Normally, it would be unthinkable to fight uninterrupted in power armor for as long a period as eight hours.
Power armor was completely insulated, and even the absolute zero cold of outer space would have no effect on the human inside. But by the same token, the heat released by the human body had nowhere to go, so a soldier in the hard-to-endure temperatures of a suit used too long would very quickly lose his physical strength. A temperature-control device small enough to pose no obstacle to combat could just barely lower the temperature to 7 or 8 degrees centigrade lower than that of the human body.
So even driven mad with hatred and hostility toward Reinhard, the high temperature and various other unpleasant elements—sweat, itchiness, excretory troubles, feelings of despair—should have become unbearable after two hours. For them to have held out for eight . . .
“They’re using drugs.”
There was no other conclusion. It was only by using stimulants to keep themselves excited and awake that they could perform this superhuman labor. Just then, there was a transmission from Reinhard asking for a report on the status of the battle, and both of them briefly pulled back from the front line of the fight.

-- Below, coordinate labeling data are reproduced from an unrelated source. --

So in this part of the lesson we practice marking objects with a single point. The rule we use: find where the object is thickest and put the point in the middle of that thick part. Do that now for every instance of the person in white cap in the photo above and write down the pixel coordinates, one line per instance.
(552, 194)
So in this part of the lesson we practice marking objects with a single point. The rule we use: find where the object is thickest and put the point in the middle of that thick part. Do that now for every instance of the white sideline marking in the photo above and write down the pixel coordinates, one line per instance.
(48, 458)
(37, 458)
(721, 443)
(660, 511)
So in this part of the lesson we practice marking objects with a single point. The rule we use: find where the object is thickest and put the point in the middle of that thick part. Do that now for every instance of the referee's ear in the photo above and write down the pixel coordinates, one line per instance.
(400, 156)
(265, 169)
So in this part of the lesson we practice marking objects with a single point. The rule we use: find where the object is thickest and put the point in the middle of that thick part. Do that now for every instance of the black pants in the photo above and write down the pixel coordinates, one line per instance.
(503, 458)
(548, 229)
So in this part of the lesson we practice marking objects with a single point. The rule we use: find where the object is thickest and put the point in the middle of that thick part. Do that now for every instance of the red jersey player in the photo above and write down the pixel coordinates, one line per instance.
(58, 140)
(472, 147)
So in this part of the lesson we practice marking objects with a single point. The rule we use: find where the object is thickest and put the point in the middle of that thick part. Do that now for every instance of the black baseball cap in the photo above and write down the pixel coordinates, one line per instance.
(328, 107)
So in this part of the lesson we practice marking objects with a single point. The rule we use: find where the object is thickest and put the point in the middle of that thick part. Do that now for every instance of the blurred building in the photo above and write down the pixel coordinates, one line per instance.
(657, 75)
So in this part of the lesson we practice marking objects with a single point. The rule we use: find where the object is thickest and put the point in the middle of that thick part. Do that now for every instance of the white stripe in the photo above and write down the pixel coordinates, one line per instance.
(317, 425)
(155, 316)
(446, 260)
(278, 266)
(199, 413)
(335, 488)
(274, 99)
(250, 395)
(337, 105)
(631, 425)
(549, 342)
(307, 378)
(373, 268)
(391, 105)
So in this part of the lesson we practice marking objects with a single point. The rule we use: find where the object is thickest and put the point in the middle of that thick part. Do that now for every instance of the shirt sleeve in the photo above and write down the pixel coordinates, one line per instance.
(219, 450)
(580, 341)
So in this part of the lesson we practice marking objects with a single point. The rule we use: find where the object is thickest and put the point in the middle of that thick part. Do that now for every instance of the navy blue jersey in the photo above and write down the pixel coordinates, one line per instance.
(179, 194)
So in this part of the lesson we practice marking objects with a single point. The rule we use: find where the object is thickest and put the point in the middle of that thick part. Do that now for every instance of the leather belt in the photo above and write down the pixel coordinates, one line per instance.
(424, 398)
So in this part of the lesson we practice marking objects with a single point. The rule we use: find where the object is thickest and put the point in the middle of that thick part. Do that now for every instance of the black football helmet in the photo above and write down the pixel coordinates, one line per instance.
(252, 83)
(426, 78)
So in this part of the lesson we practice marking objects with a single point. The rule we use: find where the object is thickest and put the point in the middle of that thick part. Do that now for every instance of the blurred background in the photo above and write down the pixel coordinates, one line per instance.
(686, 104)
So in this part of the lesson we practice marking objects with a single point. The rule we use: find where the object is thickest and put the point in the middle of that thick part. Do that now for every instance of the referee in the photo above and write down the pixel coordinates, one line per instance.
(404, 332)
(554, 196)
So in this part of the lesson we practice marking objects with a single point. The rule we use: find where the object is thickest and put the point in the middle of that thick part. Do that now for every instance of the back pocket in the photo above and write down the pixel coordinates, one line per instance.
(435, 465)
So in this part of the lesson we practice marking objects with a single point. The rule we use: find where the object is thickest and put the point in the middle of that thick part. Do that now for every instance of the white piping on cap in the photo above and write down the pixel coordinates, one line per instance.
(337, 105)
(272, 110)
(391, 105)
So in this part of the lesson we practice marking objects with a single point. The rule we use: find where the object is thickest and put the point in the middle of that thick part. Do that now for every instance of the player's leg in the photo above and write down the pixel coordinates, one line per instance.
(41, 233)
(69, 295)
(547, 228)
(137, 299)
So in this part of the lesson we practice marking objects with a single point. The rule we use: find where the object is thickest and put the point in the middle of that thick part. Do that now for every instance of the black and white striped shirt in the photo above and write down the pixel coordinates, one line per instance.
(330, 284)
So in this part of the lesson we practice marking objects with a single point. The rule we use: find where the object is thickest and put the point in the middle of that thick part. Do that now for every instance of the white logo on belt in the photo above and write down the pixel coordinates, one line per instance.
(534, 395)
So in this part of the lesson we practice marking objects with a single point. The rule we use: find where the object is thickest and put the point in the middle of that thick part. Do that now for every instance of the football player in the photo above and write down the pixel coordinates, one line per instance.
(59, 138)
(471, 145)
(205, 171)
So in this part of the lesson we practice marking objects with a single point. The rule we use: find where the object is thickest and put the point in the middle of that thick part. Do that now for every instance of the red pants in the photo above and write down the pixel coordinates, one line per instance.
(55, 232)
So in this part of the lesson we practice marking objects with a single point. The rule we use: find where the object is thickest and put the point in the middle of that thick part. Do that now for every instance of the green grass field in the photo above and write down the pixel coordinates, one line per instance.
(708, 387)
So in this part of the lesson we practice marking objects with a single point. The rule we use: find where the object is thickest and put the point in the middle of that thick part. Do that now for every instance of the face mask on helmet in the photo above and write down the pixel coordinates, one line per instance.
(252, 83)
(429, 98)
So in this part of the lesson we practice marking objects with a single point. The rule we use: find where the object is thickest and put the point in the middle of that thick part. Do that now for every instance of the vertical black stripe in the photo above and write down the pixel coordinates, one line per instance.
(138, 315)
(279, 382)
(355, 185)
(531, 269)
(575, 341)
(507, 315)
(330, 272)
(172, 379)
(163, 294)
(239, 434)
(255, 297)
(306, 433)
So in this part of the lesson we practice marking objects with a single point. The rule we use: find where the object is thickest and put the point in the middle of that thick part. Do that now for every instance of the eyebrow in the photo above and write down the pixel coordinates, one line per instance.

“Ofresser is a hero,” Reinhard opined with a hint of a cold smile after hearing their report. “But he’s a hero of the Stone Age.”
He was not going to dress down his two humiliated admirals, though.
“Leaving him alive serves no purpose, and most importantly, survival is not something that man is wishing for himself. Kill him as spectacularly as you are able.”
“Wait just a moment,” a third voice cut in. It was the chief of staff, von Oberstein. “I’d like to take him alive. Allow me to show Your Excellency how he may be of use.”
“You think that a man that obstinate could be of use to me?”
“It’s not a matter of his being willing.”
Reinhard’s brows drew together at those words.
“Brainwash him, you mean?” Reinhard could not muster favorable feelings toward chemical or neuro-electrical brainwashing.
His chief of staff only smiled and for a moment said not a word. “I’ll do nothing so uncouth as that,” von Oberstein said at last. “Please, just leave everything to me. Then you can watch as I sow a seed of mutual distrust among the nobles . . .”
“Very well, then, I leave it in your hands.”
As Reinhard spoke, a report came in from a communications officer.
Ofresser, the officer said, had appeared on the comm screen. At the news that he was triumphantly shouting something, Reinhard had him patch the feed through to his viewscreen.
“Is the golden brat brave enough to look me in the eye—even through a viewscreen?”
Ofresser was still wearing the helmet and took up the whole of the screen with his huge frame. His armor was darkly stained with human blood, and there were even bits of flesh stuck to it here and there. Around Reinhard, there were growls of anger and gasps of fear.
That was how the bestial giant looked as he began hurling insults at Reinhard through his armor’s comm system. After calling him a traitor who had trampled on the favor of the imperial family, a coward, an immoral monster, and an inexperienced whelp who had just gotten lucky, he added, “And you and your sister both used sex to deceive our prior emperor—”
It was in that instant that the cool reason in Reinhard’s graceful features went flying to the wayside, yielding its seat to an explosive anger. Lightning flashed in those ice-blue eyes, and the sound of grinding teeth slipped from between his finely shaped lips.
“Von Reuentahl! Mittermeier!”
“Sir!”
“Drag that obscene oaf before me. Alive. Even if you have to rip off his arms and his legs, do not kill him. I am going to tear his filthy mouth to shreds with my own two hands!”
The two admirals exchanged a glance. That was going to be a tall order. Too late, they realized for certain that Reinhard was just another creature of emotion.